Setelah memberi hormat kepada Meng Bingyun, Zhu Yi mengumpulkan gelombang mana dan menggali peti mati – tepatnya seratus kaki di sekitar peti mati. Dia tidak ingin menodai jasad ibunya dengan cara apa pun, dan dengan bantuan Lin Feng, dia membawa ibunya kembali ke Gunung Yujing. Akhirnya, dia menempatkan ibunya di sana dan menguburnya di belakang Kuil Surgawi.
Lin Feng mengamati Zhu Yi dengan tenang dan menemukan bahwa kondisi mentalnya, yang stabil dan tangguh, lebih bersemangat dan tajam dari sebelumnya. Memutus ikatan yang Zhu Hongwu miliki pada Zhu Yi tampaknya meningkatkan penguasaannya atas emosi.
Setelah menyapa Lin Feng dan mengatur murid-murid Sekte Surgawi Keajaiban lainnya, Zhu Yi memasuki Dunia Sinar Kosmik Surgawi dan mengunci dirinya di dalam, lalu mulai menyisir hasil panen dari kunjungan mereka ke kota.

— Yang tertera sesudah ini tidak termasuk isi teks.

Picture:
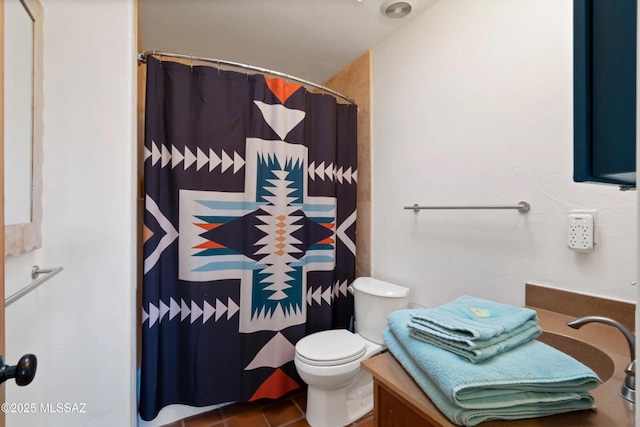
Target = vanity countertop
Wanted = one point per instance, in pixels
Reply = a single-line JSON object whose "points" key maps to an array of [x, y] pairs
{"points": [[613, 410]]}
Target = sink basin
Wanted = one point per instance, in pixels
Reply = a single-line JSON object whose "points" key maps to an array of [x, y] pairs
{"points": [[586, 353]]}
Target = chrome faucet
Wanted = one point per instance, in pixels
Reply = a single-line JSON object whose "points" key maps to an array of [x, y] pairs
{"points": [[628, 389]]}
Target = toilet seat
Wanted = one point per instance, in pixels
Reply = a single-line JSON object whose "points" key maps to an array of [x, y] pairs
{"points": [[331, 348]]}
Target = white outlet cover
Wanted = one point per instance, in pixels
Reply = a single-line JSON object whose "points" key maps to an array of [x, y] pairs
{"points": [[580, 232]]}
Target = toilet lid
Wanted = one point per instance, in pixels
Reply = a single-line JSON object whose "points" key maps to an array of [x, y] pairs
{"points": [[331, 347]]}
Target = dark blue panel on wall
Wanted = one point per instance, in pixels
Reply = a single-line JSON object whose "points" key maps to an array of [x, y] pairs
{"points": [[605, 91]]}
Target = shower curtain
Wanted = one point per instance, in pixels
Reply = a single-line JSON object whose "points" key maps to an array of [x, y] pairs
{"points": [[249, 232]]}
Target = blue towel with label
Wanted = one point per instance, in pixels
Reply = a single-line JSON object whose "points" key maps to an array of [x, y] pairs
{"points": [[529, 381], [473, 319], [479, 350]]}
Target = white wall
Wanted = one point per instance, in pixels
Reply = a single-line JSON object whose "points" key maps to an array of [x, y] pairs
{"points": [[80, 323], [472, 104]]}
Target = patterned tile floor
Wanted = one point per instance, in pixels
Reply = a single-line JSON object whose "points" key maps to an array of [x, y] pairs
{"points": [[289, 411]]}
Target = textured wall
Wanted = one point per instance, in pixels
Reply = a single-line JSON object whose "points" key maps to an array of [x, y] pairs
{"points": [[474, 105], [80, 323]]}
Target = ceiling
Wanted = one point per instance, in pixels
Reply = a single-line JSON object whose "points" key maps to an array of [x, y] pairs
{"points": [[309, 39]]}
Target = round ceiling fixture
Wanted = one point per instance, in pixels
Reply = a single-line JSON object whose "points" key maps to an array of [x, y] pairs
{"points": [[396, 9]]}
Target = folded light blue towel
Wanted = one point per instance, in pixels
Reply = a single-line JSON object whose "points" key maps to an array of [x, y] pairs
{"points": [[472, 417], [479, 350], [474, 318]]}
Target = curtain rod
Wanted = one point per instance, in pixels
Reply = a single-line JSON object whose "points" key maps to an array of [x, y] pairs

“Oh?” Setelah Lin Feng mengirim Zhu Yi melalui Dunia Sinar Kosmik Surgawi, dia bersiap untuk menganalisis pembuluh darah Kun Peng milik Guru Besar Kun Yue ketika sebuah pikiran muncul di benaknya. Dia memperluas kesadarannya dan menyapu sekitarnya, lalu menemukan Tun Tun yang mencurigakan berkeliaran. Alih-alih kembali ke Lembah Gurun, Tun Tun berada di Gunung Yujing dan menyelinap menuju kediaman Hu Yanyan.
Bibir Lin Feng melengkung saat dia bergumam pelan. “Apa yang kau rencanakan sekarang, pembuat onar?”